For brands building out a structured consumer insights function, syndicated research typically forms the baseline intelligence layer. Custom research fills the gaps. Together, they support evidence-based positioning that drives campaign effectiveness and reduces the risk in product and messaging decisions. Understanding where syndicated data ends and proprietary insight begins is a core competency for any serious market research operation.
Frequently Asked Questions
What is syndicated research?
Syndicated research is pre-packaged market intelligence collected by a third-party firm and sold to multiple subscribers simultaneously. Each subscriber pays a share of the total study cost in exchange for access to standardized datasets covering areas such as consumer behavior, brand health, retail sales performance, or media audiences.
What is the difference between syndicated and custom research?
Syndicated research is pre-built data sold to multiple buyers at a shared cost, available immediately on subscription. Custom research is designed specifically around one client’s questions, is proprietary to that brand, and typically requires 8 to 16 weeks for fieldwork. Syndicated research is faster and cheaper; custom research is more specific and confidential.
What are examples of syndicated research providers?
The major providers include NielsenIQ (retail measurement and consumer panels), Kantar (brand equity tracking through its BrandZ database), Mintel and Euromonitor (category and consumer trend reports), and IBISWorld (industry-level market analysis). Each operates on a subscription model where the same data is licensed to multiple clients.

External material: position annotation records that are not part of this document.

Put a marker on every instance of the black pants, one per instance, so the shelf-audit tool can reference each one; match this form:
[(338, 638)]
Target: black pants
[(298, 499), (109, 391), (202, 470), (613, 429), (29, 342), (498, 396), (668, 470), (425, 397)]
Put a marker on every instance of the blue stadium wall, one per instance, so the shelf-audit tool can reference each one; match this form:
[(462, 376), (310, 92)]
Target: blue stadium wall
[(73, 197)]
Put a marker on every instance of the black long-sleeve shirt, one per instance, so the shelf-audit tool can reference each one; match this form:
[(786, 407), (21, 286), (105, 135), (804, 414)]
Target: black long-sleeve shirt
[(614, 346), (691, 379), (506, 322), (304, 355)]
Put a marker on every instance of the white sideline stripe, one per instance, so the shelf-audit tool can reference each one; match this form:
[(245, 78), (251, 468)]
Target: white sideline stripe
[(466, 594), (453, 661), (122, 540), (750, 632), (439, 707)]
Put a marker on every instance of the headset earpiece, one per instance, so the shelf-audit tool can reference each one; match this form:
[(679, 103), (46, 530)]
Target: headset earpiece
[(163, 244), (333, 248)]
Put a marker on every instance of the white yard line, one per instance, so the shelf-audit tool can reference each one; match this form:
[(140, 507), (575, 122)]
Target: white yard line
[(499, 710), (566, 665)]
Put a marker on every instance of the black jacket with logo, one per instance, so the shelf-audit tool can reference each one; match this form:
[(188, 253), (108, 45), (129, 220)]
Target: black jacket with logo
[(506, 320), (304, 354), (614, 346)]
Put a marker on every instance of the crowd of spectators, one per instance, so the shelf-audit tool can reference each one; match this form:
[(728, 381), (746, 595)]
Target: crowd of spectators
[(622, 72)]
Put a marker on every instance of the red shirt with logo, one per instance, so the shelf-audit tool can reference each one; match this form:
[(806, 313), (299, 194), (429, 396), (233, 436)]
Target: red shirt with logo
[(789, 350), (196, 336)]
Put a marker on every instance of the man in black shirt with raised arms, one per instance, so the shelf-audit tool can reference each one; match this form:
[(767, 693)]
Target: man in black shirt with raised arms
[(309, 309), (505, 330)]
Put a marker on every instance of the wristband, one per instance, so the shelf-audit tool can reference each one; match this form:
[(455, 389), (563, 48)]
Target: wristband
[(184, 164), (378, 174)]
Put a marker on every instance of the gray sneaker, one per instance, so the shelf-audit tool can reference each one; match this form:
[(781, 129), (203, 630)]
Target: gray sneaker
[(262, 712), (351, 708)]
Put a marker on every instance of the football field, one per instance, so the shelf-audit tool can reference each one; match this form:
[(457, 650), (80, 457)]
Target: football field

How much does syndicated research cost?
Syndicated research subscriptions typically range from $5,000 to $150,000 per year depending on the data type, geographic coverage, and provider. A single category report from Mintel costs approximately $4,500. Enterprise subscriptions covering retail measurement across multiple categories can reach six figures annually, though that cost still represents a fraction of what equivalent custom research would require.
Who uses syndicated research?
Brand managers, market researchers, strategy teams, and media planners at consumer packaged goods companies, retailers, media companies, advertising agencies, and financial analysts all use syndicated research. It is most common in categories with heavy consumer data infrastructure: food and beverage, personal care, media and entertainment, and retail.